FIGURE 8. Seed priming up-regulated ZmGA20ox1 (A), ZmGA3ox2 (B), ZmRGL2 (D), ZmGID1 (E) and ZmGID2 (F) expression and down-regulated ZmGA2ox1 (C) expression under chilling stress. Seed embryos were collected respectively at 0, 6, 24, 48, and 72 h after sowing, and six replications for each treatment at each sampling time were used. Different small letter(s) on the top of the bars indicated significant differences (p < 0.05, LSD) among treatments at the same time. Error bars indicated ± SE of mean (n = 6). For additional explanations, please see Table 1.
The highest ZmGA3ox2 expression of NP+Cn was recorded at 48 h, which was significantly higher than NP+CS and other treatments (Figure 8B). Four priming treatments up-regulated ZmGA3ox2 expression compared with NP+CS. Seeds treated with SA, H2O2, and SA+H2O2 owned higher levels than those treated by HP from 6 to 48 h under chilling stress. And the significantly highest value was recorded in SA+H2O2+CS.
The ZmGA2ox1 expression in NP+Cn was always significantly lower than that in NP+CS from 6 to 72 h (Figure 8C). Four priming treatments increased ZmGA2ox1 expression after priming, which, however, decreased rapidly at the beginning of seed germination and significantly down-regulated as compared with NP+CS from 24 to 72 h. SA+H2O2+CS owned the lowest value among the four priming treatments.
The ZmRGL2 expressions in NP+Cn and NP+CS stayed at low levels after priming (Figure 8D), the markedly highest level was showed at 24 h in NP+Cn which was about 22-fold higher than NP+CS and other treatments. The expression levels of ZmRGL2 were significantly up-regulated at the end of priming treatments as compared with NP+CS, but then decreased rapidly.

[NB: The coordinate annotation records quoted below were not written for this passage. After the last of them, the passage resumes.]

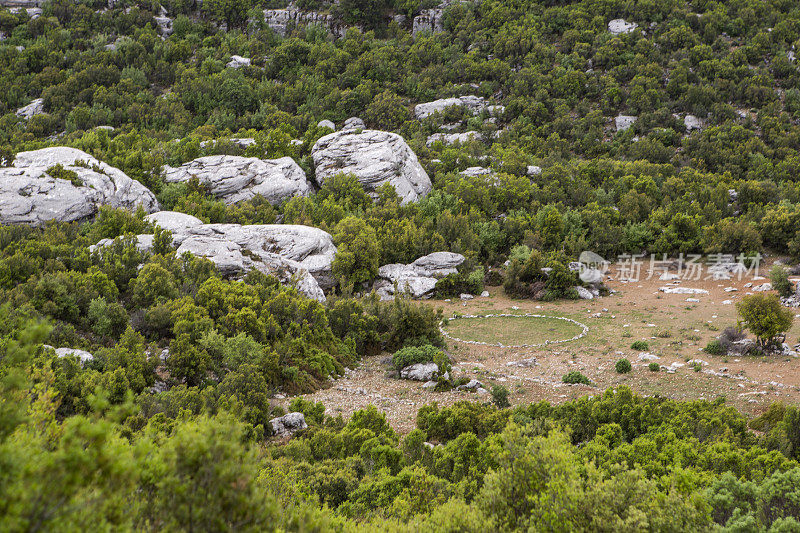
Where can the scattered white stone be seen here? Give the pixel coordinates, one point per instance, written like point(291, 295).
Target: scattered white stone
point(682, 290)
point(30, 195)
point(621, 26)
point(235, 179)
point(533, 170)
point(692, 123)
point(288, 424)
point(238, 62)
point(374, 158)
point(82, 355)
point(36, 107)
point(420, 372)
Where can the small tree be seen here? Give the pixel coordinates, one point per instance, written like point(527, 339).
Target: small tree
point(764, 316)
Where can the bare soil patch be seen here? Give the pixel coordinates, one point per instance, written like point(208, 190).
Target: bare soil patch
point(675, 329)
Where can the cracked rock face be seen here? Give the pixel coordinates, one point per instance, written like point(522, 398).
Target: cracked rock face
point(474, 104)
point(297, 255)
point(31, 196)
point(418, 278)
point(623, 122)
point(238, 62)
point(429, 20)
point(288, 424)
point(36, 107)
point(235, 179)
point(621, 26)
point(374, 157)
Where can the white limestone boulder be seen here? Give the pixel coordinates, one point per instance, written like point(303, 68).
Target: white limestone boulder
point(451, 138)
point(36, 107)
point(473, 104)
point(31, 196)
point(420, 372)
point(297, 255)
point(235, 179)
point(238, 62)
point(82, 355)
point(375, 158)
point(621, 26)
point(173, 221)
point(623, 122)
point(288, 424)
point(419, 278)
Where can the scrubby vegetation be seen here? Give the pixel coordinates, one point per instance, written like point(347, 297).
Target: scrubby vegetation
point(167, 425)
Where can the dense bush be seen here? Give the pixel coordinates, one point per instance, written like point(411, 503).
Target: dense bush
point(411, 355)
point(623, 366)
point(575, 377)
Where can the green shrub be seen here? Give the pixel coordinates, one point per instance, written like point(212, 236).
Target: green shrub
point(411, 355)
point(455, 284)
point(500, 396)
point(59, 172)
point(714, 347)
point(574, 377)
point(779, 277)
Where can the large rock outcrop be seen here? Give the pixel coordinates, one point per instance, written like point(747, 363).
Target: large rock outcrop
point(36, 107)
point(235, 179)
point(281, 21)
point(419, 278)
point(428, 20)
point(30, 195)
point(298, 255)
point(288, 424)
point(374, 157)
point(473, 104)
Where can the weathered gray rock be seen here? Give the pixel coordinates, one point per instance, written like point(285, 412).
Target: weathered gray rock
point(164, 25)
point(452, 138)
point(235, 179)
point(584, 293)
point(428, 20)
point(534, 170)
point(288, 424)
point(473, 104)
point(420, 372)
point(623, 122)
point(741, 347)
point(354, 123)
point(82, 355)
point(375, 158)
point(281, 21)
point(29, 195)
point(692, 123)
point(173, 221)
point(297, 255)
point(473, 385)
point(36, 107)
point(419, 278)
point(238, 62)
point(472, 172)
point(621, 26)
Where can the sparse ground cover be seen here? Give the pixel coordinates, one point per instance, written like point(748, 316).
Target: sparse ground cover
point(508, 330)
point(675, 331)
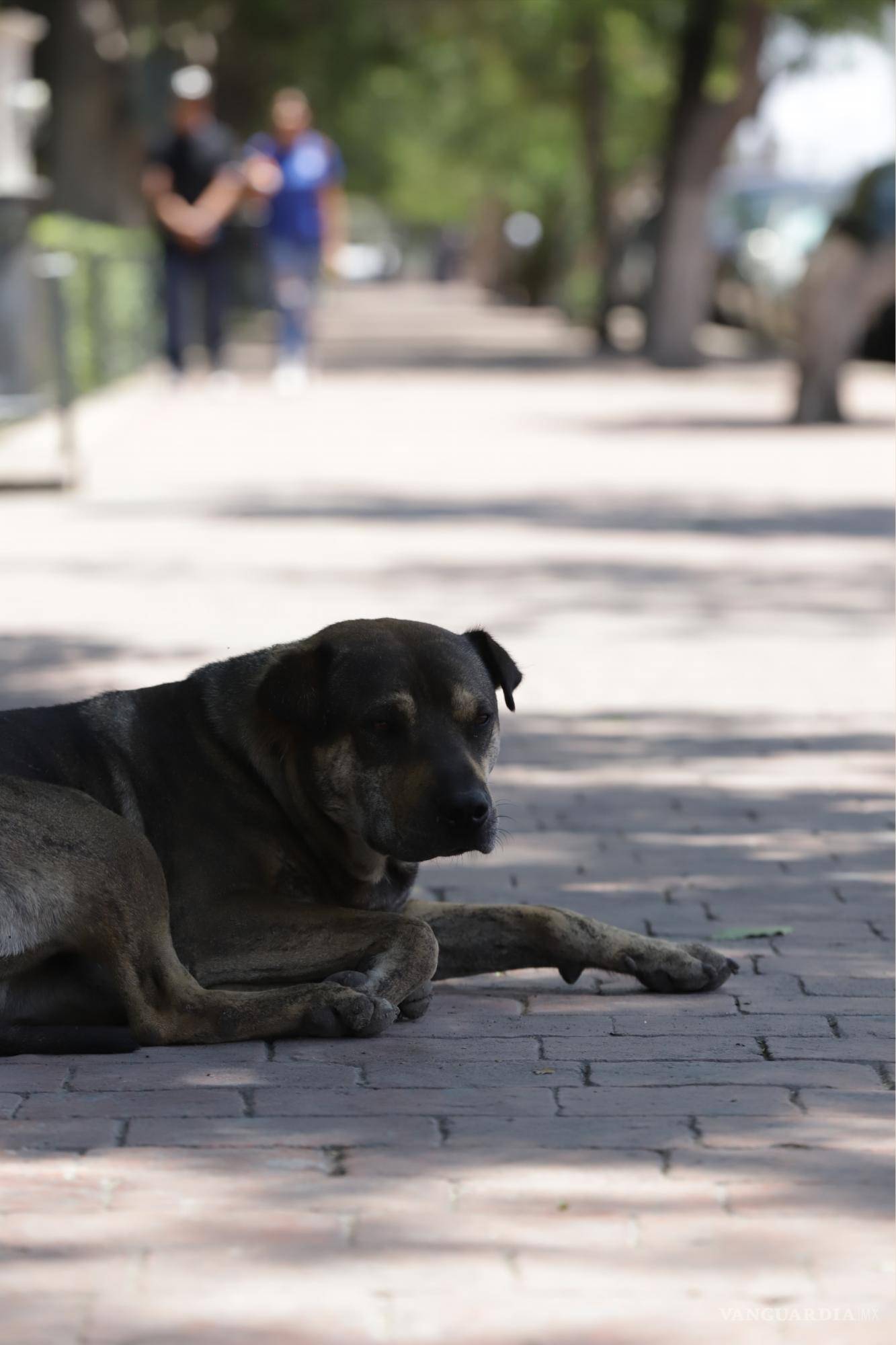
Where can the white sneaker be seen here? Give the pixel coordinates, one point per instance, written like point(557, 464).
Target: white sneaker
point(291, 377)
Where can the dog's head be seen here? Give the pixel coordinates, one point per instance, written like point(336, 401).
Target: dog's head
point(396, 724)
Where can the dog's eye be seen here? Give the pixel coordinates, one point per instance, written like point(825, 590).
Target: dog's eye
point(381, 726)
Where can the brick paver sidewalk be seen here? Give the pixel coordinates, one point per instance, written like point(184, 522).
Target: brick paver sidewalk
point(698, 597)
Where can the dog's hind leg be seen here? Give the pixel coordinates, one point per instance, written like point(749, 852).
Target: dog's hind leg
point(77, 879)
point(502, 938)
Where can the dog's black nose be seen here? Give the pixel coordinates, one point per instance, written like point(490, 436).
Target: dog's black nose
point(469, 809)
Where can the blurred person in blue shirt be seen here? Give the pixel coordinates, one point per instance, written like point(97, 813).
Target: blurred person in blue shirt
point(300, 174)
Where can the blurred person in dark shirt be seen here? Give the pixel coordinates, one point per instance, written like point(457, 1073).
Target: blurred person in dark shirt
point(193, 181)
point(300, 173)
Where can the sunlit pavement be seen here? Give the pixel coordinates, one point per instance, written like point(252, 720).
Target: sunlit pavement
point(698, 597)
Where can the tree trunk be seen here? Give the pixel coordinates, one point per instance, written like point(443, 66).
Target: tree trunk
point(95, 151)
point(592, 106)
point(681, 289)
point(845, 287)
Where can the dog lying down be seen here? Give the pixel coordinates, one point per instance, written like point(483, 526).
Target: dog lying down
point(232, 856)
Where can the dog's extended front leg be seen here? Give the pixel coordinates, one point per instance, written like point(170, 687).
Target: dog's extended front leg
point(474, 939)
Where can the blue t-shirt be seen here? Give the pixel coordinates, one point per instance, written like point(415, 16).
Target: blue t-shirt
point(309, 165)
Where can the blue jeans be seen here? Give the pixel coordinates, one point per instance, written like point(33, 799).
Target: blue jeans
point(186, 272)
point(295, 268)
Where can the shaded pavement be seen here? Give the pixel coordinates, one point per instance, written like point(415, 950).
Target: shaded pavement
point(700, 599)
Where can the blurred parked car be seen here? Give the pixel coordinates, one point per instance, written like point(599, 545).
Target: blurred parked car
point(373, 251)
point(762, 229)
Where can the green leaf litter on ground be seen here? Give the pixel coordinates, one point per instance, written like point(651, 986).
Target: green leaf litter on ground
point(766, 933)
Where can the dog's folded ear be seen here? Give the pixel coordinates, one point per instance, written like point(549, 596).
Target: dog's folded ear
point(294, 688)
point(502, 670)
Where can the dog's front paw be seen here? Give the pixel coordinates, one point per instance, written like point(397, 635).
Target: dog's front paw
point(681, 969)
point(350, 1009)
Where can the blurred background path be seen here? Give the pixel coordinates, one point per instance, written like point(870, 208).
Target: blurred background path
point(698, 597)
point(642, 539)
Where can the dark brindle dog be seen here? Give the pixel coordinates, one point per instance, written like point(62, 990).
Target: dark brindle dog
point(232, 856)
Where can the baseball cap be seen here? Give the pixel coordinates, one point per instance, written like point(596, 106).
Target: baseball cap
point(192, 84)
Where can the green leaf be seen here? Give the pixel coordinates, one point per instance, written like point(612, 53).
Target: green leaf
point(764, 933)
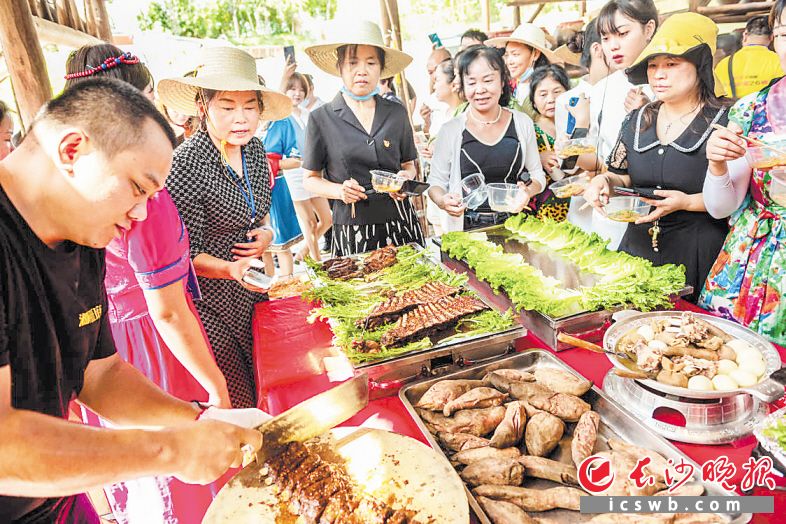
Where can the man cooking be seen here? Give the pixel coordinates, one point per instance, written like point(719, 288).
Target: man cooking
point(92, 158)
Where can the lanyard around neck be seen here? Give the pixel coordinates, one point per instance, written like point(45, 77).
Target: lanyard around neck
point(245, 189)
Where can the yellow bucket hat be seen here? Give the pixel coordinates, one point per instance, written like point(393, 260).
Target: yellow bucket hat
point(688, 35)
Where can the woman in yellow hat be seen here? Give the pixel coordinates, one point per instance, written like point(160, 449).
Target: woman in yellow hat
point(661, 149)
point(747, 282)
point(525, 49)
point(220, 183)
point(355, 133)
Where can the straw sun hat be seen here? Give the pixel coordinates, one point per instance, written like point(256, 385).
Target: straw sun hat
point(527, 34)
point(325, 56)
point(222, 69)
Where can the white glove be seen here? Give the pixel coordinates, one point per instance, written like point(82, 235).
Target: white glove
point(249, 418)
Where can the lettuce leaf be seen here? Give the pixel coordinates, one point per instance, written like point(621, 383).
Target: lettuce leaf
point(622, 279)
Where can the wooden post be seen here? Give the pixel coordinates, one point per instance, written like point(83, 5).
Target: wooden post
point(90, 19)
point(79, 24)
point(24, 58)
point(101, 17)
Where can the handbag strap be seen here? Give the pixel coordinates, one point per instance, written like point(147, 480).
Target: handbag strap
point(731, 77)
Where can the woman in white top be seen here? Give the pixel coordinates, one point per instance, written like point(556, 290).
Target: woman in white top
point(488, 138)
point(625, 27)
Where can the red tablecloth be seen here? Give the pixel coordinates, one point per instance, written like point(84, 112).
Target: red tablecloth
point(289, 369)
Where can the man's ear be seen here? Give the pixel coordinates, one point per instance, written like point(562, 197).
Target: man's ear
point(73, 144)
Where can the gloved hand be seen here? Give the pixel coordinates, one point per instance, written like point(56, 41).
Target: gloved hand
point(247, 418)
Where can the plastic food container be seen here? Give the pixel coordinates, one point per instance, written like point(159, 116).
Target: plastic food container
point(473, 190)
point(765, 158)
point(777, 189)
point(570, 186)
point(626, 209)
point(577, 146)
point(506, 198)
point(385, 181)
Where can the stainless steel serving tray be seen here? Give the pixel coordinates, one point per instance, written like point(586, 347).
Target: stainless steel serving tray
point(615, 422)
point(588, 325)
point(389, 374)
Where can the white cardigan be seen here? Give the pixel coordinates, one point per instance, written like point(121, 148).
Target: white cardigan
point(446, 164)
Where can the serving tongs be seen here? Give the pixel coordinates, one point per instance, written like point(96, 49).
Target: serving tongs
point(638, 373)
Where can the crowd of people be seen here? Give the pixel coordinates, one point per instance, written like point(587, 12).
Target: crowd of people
point(132, 214)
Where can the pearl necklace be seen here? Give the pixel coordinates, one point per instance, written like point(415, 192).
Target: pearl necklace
point(483, 122)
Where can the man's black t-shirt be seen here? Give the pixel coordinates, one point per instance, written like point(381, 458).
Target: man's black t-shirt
point(52, 323)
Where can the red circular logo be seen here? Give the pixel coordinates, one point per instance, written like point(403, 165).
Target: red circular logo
point(595, 474)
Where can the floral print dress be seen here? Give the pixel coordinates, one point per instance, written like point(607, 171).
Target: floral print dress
point(747, 282)
point(546, 204)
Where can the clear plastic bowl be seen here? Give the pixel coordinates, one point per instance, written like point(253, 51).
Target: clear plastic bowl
point(570, 186)
point(764, 157)
point(577, 146)
point(777, 189)
point(473, 190)
point(626, 209)
point(385, 181)
point(506, 198)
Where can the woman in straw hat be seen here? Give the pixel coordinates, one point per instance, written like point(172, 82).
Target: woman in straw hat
point(221, 185)
point(358, 132)
point(661, 148)
point(525, 49)
point(488, 138)
point(747, 282)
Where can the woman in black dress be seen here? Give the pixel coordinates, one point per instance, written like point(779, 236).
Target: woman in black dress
point(662, 146)
point(357, 132)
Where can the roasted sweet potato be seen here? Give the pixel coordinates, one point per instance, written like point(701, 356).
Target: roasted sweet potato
point(542, 434)
point(561, 381)
point(511, 429)
point(482, 397)
point(470, 456)
point(495, 472)
point(444, 391)
point(534, 499)
point(584, 436)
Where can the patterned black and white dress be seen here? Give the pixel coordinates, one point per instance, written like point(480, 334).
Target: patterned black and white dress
point(217, 217)
point(337, 143)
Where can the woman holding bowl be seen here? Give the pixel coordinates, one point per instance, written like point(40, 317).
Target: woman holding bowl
point(746, 284)
point(488, 138)
point(661, 148)
point(355, 133)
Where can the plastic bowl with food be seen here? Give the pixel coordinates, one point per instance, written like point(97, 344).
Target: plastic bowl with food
point(777, 189)
point(766, 158)
point(385, 181)
point(473, 190)
point(570, 186)
point(506, 198)
point(576, 146)
point(626, 209)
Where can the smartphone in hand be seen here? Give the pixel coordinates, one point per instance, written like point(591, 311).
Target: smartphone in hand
point(289, 54)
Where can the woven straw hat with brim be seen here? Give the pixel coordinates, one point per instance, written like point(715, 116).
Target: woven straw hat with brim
point(341, 33)
point(527, 34)
point(222, 69)
point(688, 35)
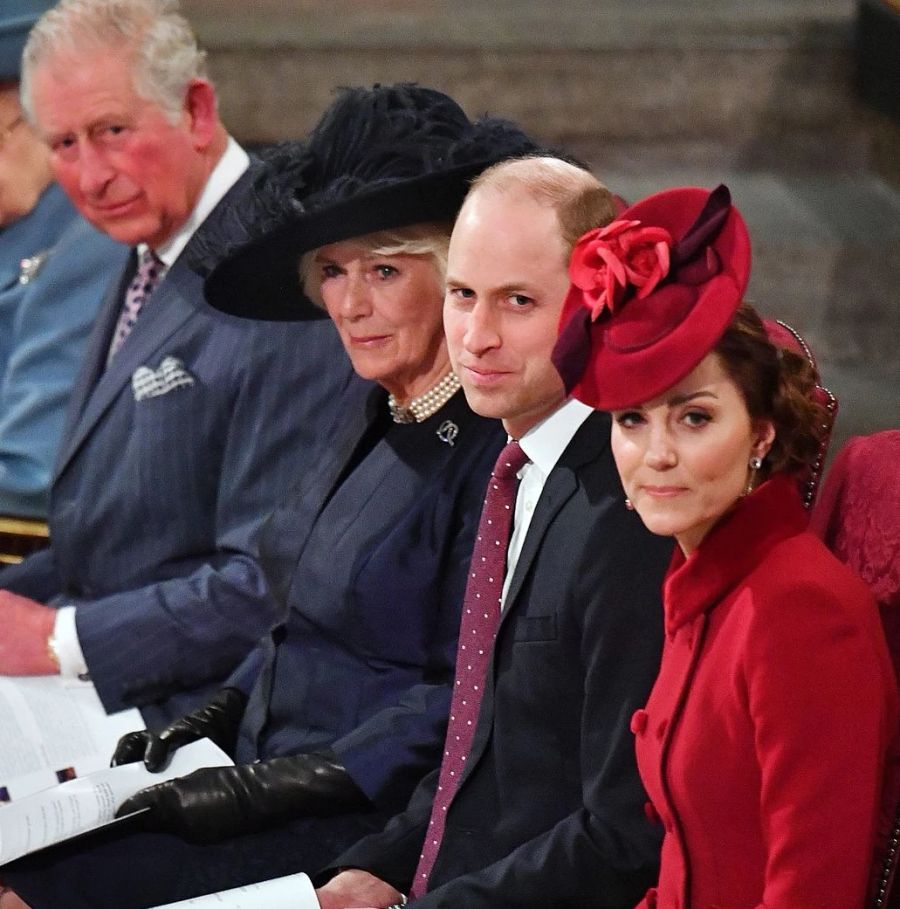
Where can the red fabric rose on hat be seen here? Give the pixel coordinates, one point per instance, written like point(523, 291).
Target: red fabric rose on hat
point(609, 260)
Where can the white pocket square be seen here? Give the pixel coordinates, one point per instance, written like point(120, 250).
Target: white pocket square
point(151, 383)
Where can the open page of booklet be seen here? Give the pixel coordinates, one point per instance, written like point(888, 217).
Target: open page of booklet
point(292, 892)
point(55, 780)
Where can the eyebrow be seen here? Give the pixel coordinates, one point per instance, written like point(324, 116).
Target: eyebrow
point(683, 399)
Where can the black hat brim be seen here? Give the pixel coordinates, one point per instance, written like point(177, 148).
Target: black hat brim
point(261, 280)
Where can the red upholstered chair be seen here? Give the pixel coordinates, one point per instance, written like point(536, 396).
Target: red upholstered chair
point(858, 517)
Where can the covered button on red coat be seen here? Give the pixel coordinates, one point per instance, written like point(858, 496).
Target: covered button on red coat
point(639, 721)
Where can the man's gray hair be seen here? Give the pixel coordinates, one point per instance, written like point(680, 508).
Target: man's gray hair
point(166, 57)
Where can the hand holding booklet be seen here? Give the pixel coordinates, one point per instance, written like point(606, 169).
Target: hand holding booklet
point(292, 892)
point(56, 731)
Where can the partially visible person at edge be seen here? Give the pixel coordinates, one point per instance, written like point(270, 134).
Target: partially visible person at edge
point(763, 743)
point(369, 553)
point(185, 427)
point(544, 807)
point(54, 268)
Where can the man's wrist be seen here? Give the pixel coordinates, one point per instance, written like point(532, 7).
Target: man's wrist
point(53, 649)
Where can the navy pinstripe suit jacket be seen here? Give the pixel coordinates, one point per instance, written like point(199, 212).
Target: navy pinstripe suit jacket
point(156, 503)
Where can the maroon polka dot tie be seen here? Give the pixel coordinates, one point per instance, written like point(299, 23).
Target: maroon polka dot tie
point(149, 273)
point(481, 616)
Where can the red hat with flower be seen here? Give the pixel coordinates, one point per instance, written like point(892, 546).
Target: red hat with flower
point(651, 294)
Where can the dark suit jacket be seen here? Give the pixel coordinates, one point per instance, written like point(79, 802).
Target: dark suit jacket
point(371, 565)
point(550, 810)
point(156, 503)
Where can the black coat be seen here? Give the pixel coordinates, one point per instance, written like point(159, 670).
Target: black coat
point(550, 812)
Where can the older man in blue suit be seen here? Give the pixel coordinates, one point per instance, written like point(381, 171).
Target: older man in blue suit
point(186, 426)
point(54, 268)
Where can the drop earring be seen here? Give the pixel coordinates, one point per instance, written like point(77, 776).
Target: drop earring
point(754, 464)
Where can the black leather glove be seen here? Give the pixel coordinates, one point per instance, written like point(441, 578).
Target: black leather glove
point(212, 804)
point(219, 720)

The ZmGID1 and ZmGID2 genes are two positive regulators to mediate GA signaling pathways. The maximum levels of ZmGID1 and ZmGID2 expressions in NP+Cn were observed at 48 h, which were, respectively, about 13-fold and 3-fold higher than NP+CS (Figures 8E,F). After four priming treatments, ZmGID1 and ZmGID2 expressions were significantly up-regulated as compared with NP+Cn and NP+CS at 0 and 6 h, respectively. Seeds treated with SA+H2O2, H2O2, and SA had higher ZmGID1 and ZmGID2 expression values than those treated by HP (at 48 and 6 h, respectively) and the highest value was recorded in SA+H2O2 under chilling stress.
Chilling, one of the major abiotic stresses, exerts severe influences on growth and development of plant. In the present study, 13°C was applied as chilling temperature according to the report by Luo et al. (2015), and under chilling stress (NP+CS), germination of maize was delayed by ≥3 days after sowing compared with that in normal temperature (NP+Cn) (Figure 1). It was consistent with the results concluded by Farooq et al. (2008a) that the time to 50% emergence of hybrid maize was about 1.5 days shorter under normal condition than that under chilling stress. In comparison with the germination time of non-primed seed under 13°C (NP+CS), seeds primed with SA+H2O2 germinated 3 days in advance, seeds primed with SA or H2O2 germinated 2 days in advance and while seeds treated with HP germinated 1 day in advance (Figure 1 and Supplementary Figure S2). Although the seedling quality of four priming treatments under chilling stress could not reach the NP+Cn level, they increased significantly the RL and DW compared to the NP+CS and among which SA+H2O2 had the highest values of SH, RL, DW, and VI. Obviously, priming treatments are useful (Elkoca et al., 2007; Pereira et al., 2009; Xu et al., 2011), which could be used for maize seeds germination acceleration and seedling quality improvement under chilling stress. Especially, SA and H2O2 had synergistical effect on seed germination enhancement.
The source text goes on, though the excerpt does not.